Get to Know Champagne’s Best Friend, Pétillant-Naturel

Impress your friends with your sparkling wine knowledge by learning all about pétillant-naturel from sommelier Phil Johnson

Pétillant-naturel tends to be more effervescent than Champagne.

Champagne has been the go-to sparkler for parties for over two hundred years, but there are plenty of lesser-known sparkling wines out there to discover. With the sparkling wine industry booming, other fizzy bottles are gaining on Champagne’s monopoly on clink-worthy celebrations and New Year’s Eve soirées.

You’ve heard of its Italian cousin, prosecco and Spanish sister, cava, but you’re probably unfamiliar with Champagne’s more down-to-earth best friend: pétillant-naturel. Affectionately called “pét-nats” by those in the know, pétillant-naturels are wines bottled prior to completing their first fermentation and don’t have extra sugar added to them during a second fermentation (called dosage) — unlike heady Champagne.

To learn more, we turned to sommelier Phil Johnson of natural wine-focused New York City boîte, Gloria, who helped clue us in on the buzzy bubbly:

The Daily Meal: Which grape varietals are usually used for pétillant-naturels?
Phil Johnson: Pét-nats can be made with any varietal, white or red, but I find the best, for me, are usually made with Chenin Blanc, Chardonnay, and Gamay. Spanish pét-nats use native Spanish grapes of course—Xarello, Parellada, and sometimes Palomino, while Italian pet-nats employ their own varieties as well: prosecco, malvasia, etc. In the United States, these wines are made with just about any grape that the winemaker has access to. Overall, I think winemakers are looking for grapes that make fresh, highly acidic wines. You wouldn’t want a merlot or cabernet sauvignon pét-nat as you might run into some problems.

Where are they usually grown?
Pét-nats’ modern history really begins in the 1990’s in the Loire Valley of France. They're also found in Limoux and Gaillac in the South. In Northeast Spain, Catalonia is home to the most exciting Spanish pet-nat producers; in Italy, we find interesting Pét-nats in Veneto in the prosecco region, in Sicily, and all over the central part of the country. In the U.S., lots of cool things are happening in the North Coast of California, upstate New York, and Missouri.

How does their production compare to the Méthode Champenoise?
The production method of pét-nat wine is called Méthode Ancestral, which means it’s made by bottling grape juice that hasn’t completed its fermentation yet. The wine usually capped with a bottle cap or some sort of plastic closure, different than a Champagne cork, as these wines aren't really meant for aging. The one and only fermentation completes in the bottle, unlike Champagne, which is a second fermentation in its own bottle.

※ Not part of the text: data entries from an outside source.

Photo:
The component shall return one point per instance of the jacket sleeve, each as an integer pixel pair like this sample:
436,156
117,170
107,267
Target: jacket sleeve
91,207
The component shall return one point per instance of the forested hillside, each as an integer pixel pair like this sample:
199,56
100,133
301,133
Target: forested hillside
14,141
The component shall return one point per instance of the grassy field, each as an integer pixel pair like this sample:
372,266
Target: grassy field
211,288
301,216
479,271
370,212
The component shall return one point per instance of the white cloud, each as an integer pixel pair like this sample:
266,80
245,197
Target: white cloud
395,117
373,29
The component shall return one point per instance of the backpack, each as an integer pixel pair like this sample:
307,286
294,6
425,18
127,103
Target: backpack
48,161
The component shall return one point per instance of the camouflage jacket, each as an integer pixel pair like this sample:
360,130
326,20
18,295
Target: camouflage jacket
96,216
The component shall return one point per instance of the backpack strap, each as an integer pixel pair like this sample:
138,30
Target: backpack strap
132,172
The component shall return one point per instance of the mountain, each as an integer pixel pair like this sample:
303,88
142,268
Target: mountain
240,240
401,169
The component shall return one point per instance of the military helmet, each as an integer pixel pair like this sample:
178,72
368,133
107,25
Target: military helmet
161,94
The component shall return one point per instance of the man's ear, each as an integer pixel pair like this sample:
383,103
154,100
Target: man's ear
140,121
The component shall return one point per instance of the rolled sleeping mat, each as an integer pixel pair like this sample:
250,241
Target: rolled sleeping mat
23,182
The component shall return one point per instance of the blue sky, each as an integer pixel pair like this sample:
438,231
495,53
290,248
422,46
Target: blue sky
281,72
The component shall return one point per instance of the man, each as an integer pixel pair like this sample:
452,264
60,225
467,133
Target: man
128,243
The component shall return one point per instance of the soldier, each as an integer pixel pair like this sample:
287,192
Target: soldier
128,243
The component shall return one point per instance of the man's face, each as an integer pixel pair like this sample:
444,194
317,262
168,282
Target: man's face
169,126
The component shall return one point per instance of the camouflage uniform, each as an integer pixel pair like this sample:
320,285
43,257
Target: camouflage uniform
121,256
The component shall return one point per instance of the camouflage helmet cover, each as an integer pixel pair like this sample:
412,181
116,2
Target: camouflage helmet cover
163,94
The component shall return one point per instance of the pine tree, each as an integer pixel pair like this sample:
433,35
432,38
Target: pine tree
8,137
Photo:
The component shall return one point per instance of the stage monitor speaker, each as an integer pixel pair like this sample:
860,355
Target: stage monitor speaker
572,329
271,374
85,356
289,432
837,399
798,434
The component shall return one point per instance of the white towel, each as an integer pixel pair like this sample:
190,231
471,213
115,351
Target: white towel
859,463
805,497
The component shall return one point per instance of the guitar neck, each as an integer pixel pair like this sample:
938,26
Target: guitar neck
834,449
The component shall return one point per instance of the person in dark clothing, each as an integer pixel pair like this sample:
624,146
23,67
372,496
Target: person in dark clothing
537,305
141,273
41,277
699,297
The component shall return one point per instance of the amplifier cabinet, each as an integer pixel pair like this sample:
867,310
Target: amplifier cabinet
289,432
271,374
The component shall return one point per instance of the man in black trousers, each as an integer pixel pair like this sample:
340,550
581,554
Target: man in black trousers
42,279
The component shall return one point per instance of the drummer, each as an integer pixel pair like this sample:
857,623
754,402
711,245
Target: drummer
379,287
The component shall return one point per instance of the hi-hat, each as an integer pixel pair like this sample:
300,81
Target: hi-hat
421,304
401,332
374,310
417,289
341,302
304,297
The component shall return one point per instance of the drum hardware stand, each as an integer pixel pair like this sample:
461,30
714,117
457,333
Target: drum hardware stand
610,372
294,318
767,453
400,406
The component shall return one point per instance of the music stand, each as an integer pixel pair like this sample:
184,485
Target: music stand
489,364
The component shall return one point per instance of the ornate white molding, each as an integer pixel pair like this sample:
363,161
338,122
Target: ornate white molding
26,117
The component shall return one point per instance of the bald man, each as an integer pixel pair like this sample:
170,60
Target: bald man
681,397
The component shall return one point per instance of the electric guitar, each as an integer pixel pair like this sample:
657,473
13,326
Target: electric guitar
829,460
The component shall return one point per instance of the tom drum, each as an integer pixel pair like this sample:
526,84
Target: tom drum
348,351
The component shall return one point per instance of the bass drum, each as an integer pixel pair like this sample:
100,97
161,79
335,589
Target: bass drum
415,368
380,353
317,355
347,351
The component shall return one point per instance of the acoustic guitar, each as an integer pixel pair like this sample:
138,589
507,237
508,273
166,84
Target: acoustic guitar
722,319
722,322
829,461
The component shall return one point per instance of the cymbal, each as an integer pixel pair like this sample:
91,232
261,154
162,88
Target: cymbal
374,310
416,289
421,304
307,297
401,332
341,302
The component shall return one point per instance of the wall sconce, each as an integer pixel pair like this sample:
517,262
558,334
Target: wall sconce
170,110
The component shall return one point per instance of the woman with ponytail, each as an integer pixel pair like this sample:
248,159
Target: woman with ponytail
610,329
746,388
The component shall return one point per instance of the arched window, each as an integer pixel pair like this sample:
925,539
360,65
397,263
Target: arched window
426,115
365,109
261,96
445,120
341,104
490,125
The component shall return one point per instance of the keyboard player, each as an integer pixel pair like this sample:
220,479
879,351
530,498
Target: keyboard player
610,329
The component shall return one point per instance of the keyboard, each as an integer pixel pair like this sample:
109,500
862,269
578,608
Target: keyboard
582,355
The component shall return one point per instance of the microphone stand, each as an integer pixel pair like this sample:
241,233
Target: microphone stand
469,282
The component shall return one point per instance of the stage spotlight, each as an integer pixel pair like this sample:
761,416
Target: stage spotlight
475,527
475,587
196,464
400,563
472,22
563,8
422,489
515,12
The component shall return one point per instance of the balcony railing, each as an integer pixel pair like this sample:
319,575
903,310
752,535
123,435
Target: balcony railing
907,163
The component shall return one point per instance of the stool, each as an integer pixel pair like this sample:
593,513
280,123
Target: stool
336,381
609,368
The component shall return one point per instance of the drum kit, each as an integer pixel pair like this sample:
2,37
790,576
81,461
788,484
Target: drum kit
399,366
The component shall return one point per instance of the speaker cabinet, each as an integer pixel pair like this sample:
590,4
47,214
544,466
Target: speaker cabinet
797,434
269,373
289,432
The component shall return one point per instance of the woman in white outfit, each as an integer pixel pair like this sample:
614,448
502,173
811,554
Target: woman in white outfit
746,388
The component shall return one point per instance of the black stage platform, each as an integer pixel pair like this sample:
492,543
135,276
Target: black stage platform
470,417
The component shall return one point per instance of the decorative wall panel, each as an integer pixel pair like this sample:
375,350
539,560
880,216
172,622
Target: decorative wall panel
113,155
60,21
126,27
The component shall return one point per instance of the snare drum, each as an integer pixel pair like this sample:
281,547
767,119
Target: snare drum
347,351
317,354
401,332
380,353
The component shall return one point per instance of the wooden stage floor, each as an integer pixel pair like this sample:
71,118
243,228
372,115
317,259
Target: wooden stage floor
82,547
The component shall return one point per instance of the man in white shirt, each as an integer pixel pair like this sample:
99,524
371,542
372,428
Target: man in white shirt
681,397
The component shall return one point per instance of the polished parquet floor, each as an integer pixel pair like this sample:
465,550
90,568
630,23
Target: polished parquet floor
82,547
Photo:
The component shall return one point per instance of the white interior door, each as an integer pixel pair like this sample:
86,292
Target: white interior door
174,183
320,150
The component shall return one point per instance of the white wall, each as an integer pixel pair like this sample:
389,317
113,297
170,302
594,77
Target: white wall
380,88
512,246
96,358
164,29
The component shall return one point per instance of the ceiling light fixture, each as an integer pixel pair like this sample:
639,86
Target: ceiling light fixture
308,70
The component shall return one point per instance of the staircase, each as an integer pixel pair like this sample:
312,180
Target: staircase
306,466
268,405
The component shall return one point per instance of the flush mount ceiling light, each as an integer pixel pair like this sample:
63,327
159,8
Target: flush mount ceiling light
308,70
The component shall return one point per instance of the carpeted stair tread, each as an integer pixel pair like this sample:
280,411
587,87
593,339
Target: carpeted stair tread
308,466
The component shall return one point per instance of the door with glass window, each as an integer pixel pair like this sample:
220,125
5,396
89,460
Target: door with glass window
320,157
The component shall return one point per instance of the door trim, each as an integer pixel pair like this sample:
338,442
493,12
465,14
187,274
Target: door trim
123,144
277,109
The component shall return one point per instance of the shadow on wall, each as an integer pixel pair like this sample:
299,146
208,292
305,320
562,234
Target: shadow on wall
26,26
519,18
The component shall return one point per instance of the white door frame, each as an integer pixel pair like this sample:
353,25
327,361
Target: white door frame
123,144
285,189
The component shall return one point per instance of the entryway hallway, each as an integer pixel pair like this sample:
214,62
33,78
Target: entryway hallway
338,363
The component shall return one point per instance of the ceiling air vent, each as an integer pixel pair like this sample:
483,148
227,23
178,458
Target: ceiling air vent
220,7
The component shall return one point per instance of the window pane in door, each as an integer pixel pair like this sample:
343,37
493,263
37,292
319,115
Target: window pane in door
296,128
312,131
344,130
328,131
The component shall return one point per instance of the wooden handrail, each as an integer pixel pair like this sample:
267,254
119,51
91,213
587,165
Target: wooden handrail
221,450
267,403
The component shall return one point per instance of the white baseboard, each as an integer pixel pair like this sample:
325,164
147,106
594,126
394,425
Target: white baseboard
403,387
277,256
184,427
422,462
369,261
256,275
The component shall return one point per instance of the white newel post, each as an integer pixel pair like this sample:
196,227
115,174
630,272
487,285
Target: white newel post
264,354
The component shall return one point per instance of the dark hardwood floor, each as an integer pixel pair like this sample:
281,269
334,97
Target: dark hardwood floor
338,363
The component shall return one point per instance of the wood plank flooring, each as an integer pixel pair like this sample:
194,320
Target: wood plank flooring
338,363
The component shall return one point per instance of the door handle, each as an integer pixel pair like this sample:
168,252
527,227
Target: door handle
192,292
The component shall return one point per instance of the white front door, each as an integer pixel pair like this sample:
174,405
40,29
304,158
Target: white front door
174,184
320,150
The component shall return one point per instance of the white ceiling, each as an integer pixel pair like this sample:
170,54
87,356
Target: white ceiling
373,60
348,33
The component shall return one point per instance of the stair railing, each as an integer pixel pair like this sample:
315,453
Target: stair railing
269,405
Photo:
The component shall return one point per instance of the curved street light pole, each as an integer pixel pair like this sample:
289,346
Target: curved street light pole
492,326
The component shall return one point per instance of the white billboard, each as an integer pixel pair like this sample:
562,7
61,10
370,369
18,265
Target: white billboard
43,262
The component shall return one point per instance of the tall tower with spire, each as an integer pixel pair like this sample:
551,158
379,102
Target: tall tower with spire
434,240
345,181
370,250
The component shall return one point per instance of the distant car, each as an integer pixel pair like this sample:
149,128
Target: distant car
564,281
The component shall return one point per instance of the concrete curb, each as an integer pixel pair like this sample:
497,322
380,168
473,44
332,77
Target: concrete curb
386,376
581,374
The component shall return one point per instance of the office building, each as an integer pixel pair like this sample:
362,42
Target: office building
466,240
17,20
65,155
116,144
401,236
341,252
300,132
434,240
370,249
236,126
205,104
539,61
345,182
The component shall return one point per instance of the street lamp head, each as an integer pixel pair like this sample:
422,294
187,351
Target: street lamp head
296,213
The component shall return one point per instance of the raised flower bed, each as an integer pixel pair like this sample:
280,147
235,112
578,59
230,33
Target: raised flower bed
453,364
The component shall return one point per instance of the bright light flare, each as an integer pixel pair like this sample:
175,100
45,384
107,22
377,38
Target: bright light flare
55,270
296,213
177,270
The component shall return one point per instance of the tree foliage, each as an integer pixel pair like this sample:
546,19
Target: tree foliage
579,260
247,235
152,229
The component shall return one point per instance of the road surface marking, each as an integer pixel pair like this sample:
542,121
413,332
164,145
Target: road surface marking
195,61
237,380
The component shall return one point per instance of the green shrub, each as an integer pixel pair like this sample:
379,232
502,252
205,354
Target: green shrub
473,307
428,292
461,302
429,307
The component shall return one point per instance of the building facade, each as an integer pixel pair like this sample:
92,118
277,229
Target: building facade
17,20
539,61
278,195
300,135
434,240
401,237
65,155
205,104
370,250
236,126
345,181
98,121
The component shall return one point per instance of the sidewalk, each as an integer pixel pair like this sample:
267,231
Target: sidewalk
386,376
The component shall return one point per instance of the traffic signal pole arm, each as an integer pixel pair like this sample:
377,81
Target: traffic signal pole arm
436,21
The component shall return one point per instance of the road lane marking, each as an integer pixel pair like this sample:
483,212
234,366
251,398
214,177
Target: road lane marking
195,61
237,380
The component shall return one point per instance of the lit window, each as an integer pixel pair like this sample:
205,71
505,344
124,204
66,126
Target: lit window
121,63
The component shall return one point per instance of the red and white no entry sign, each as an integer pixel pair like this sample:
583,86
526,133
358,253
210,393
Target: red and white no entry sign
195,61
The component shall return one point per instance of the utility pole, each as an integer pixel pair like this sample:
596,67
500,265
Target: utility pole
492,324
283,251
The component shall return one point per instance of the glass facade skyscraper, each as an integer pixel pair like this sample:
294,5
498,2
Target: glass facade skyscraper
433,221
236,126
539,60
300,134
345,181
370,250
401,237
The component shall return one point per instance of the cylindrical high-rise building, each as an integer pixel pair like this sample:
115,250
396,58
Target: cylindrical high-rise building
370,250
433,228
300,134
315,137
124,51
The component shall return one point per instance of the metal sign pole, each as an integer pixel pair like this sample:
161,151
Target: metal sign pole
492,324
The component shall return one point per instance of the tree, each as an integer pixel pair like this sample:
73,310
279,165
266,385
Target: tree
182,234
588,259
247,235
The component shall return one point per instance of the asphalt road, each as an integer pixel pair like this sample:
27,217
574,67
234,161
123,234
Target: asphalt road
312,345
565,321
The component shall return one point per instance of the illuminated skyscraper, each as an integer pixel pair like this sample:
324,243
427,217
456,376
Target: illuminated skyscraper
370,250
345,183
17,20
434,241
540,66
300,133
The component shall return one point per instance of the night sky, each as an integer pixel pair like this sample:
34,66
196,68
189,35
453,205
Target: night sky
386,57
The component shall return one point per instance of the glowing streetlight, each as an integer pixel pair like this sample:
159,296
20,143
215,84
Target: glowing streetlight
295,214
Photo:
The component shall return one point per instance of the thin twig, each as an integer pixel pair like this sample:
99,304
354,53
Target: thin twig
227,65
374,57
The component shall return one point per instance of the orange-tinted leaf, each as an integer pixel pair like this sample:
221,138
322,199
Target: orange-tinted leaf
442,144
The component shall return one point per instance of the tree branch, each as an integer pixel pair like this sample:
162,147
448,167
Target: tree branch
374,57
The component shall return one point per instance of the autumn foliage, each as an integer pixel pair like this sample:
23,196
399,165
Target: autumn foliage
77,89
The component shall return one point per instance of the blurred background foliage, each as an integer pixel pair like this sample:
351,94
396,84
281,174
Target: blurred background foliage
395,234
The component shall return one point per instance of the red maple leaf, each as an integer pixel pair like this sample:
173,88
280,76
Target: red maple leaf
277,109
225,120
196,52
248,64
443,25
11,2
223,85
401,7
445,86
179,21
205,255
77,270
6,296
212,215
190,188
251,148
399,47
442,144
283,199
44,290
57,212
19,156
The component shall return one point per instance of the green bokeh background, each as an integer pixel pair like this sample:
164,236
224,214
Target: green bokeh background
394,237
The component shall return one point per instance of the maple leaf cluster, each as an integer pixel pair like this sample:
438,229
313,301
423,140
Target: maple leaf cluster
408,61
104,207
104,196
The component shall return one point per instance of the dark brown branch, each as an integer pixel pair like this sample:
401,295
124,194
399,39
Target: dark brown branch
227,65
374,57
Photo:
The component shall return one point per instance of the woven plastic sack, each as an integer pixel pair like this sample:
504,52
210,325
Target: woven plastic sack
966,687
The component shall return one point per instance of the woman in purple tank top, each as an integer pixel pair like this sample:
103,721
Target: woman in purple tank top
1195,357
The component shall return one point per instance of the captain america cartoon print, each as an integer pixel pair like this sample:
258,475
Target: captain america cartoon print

A mixture of sugar and yeast is added to the bottled, still juice, and after the yeast gobbles up this sugar, carbon dioxide is produced and trapped in the bottle.

Champagne can be aged for years with this yeast, but ultimately it must be disgorged before release. This involves the winemaker removing the plug of sediment that has collected at the bottom of the bottle through slow gentle rotation—a process called “riddling.” After disgorgement, the Champagne is re-corked, aged again, and then shipped out when ready. Unlike Champagne, pét-nats are not disgorged, and may or may not be filtered before shipping.


What effect does this have on the taste and effervescence of the wine?
Méthode Ancestral creates a more gentle bubble than Méthode Champenoise, and sometimes a cloudy appearance. There can be a lot of "floaties," or sediment hanging out in the bottle. These wines are super fresh; they smell and taste alive. They're easy drinking, low in alcohol, straight up quaffable crushers. Champagne, on the other hand, is a bit more serious. Champagne hails from one of the most interesting terroirs in the world—the region’s porous soil of limestone and chalk produce vines that struggle as they try to tap into their water supply. The temperatures are often freezing, but not too cold, and this struggle can produce gorgeous Champagne with great finesse, elegance, and balance. Further, Champagne can be aged from usually at least three years to much longer, which adds a whole new level of maturity and complexity in the wine that pét-nats lack—for better or for worse, depending on your palate.